Words matter. They must matter. They have to matter. That's why as a 24-year-old Airman First Class with a brand new 22-year-old wife on my arm I made a vow as we walked from the altar down the aisle to greet our guests. We had memorized our traditional vows so that we said them to each other as complete statements from our hearts. My new silent vow to myself was that I would remember that wedding vow and repeat it verbatim to my wife on our 25th anniversary. I did so when that day came 15 years ago. I can still say that vow verbatim. Over the years it's been a superb and humbling reminder to me what I promised 40 years ago.
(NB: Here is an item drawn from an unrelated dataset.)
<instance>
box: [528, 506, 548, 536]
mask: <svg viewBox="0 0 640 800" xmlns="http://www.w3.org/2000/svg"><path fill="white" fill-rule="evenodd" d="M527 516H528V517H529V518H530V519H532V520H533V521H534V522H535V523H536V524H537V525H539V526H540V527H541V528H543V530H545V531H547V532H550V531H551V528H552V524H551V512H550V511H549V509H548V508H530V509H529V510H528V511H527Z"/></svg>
Words matter.

One of my greatest conflicts of conscience was the oath of enlistment. I didn't promise to uphold the country, a party, a president or an ideology. I promised to defend the Constitution against all enemies, foreign and domestic, and to faithfully execute the lawful orders of my superior officers. Since I considered the Commander-in-Chief at the time to be a formidable domestic enemy of the Consitution and the war we were engaged in to be illegitimate, there would have been things that I would have had to say "No, sir!" to, had I been ordered to do them.

Fortunately as a Cold Warrior with real and numerous enemy nuclear, chemical, biological and conventional WMD under our purview, I could comply with what I was asked to do without a violation of both oath and conscience. Again, words matter. If not so, we would never have written the Constitution, the Bill of Rights, numerous laws. We would not have courts to decide exactly (well, maybe somewhat approximately) just what all those words mean and how to apply them.
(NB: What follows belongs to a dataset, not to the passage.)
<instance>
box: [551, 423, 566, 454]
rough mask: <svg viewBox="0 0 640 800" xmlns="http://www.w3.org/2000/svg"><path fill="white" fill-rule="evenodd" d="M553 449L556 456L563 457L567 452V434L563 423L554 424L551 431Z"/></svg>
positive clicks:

It might be really good for us to take a time out in our churches and coffee klatsches to consider the words that define our lives. I was ordained into the "holy catholic church", the church of the whole shebang, on January 29. More words. I take them as seriously as all others. As the bishop said before placing his hands on my head, for this office I am accountable to God. It doesn't go any higher than that. At my age, that accounting will come sooner rather than later. Soon and very soon...
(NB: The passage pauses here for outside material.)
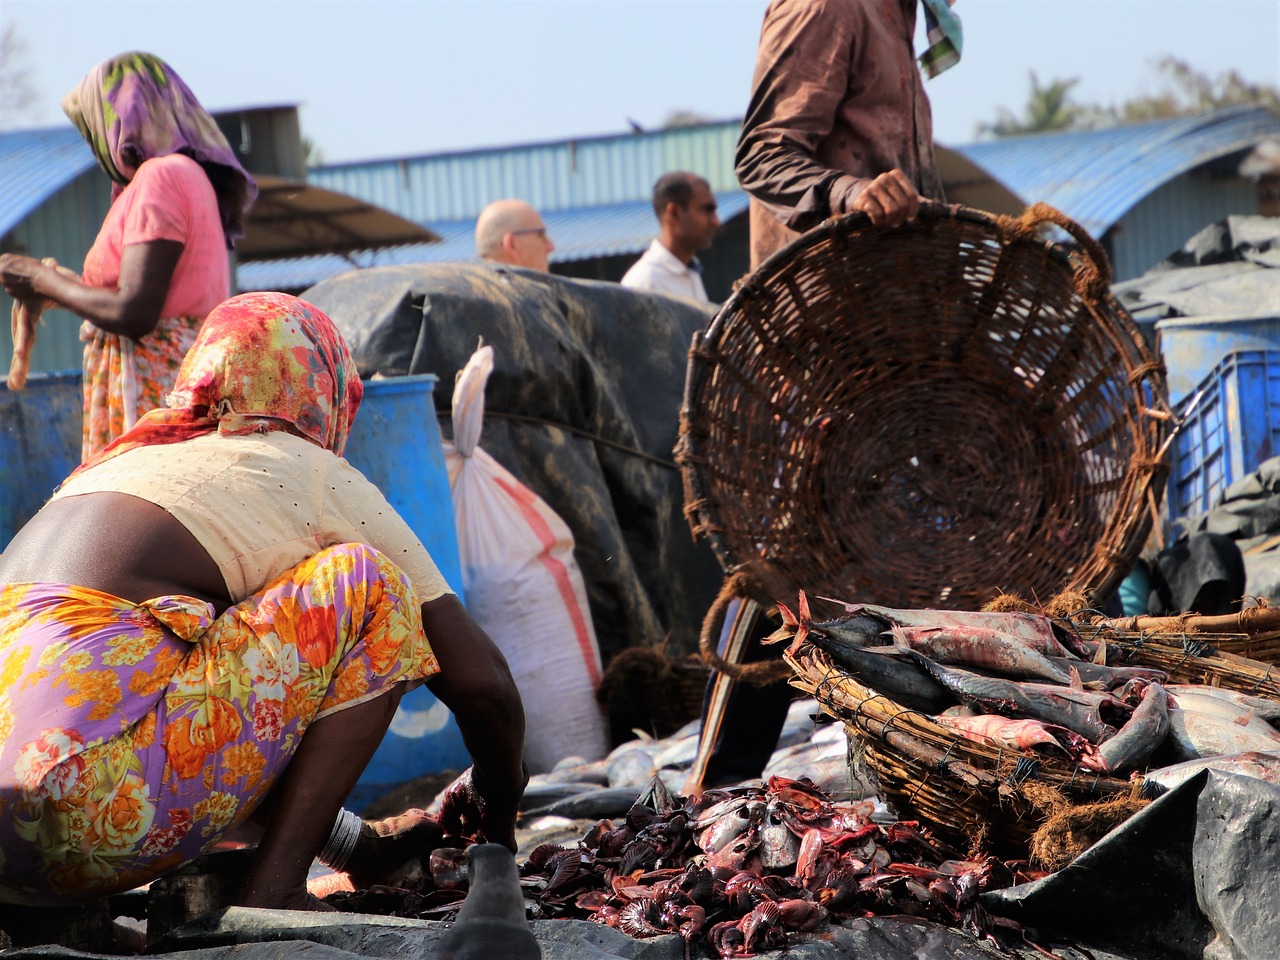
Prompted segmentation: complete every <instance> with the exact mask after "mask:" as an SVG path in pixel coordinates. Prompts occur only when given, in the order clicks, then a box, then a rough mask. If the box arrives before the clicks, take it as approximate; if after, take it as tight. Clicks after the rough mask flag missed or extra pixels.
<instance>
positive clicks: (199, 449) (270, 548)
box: [52, 431, 453, 603]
Yes, it would be good for us to review our vows, our promises, our oaths, our pledges. And before we ever presume to send another person to lay down their life in our name, we first ought to be completely clear ourselves just what their oath of enlistment requires of them and what citizenship requires of us. Yes, they can be ordered to lay down their lives--provided that a legal test is met from stem to stern. Convenience has nothing to do with it. And no laws or legalisms are legitimate unless they are first on the side of the right. Strange that we task our soldiers with making that interpretation with every order when the responsibility and the authority both clearly rest with us. Our job.

That is, after all, what we said this country was about when we built it. Words mattered then. They still do. They are all we have to give definition to the ideals that I hope always fly overhead like a flag that never touches the ground over which those ideals reign under the dominion of God.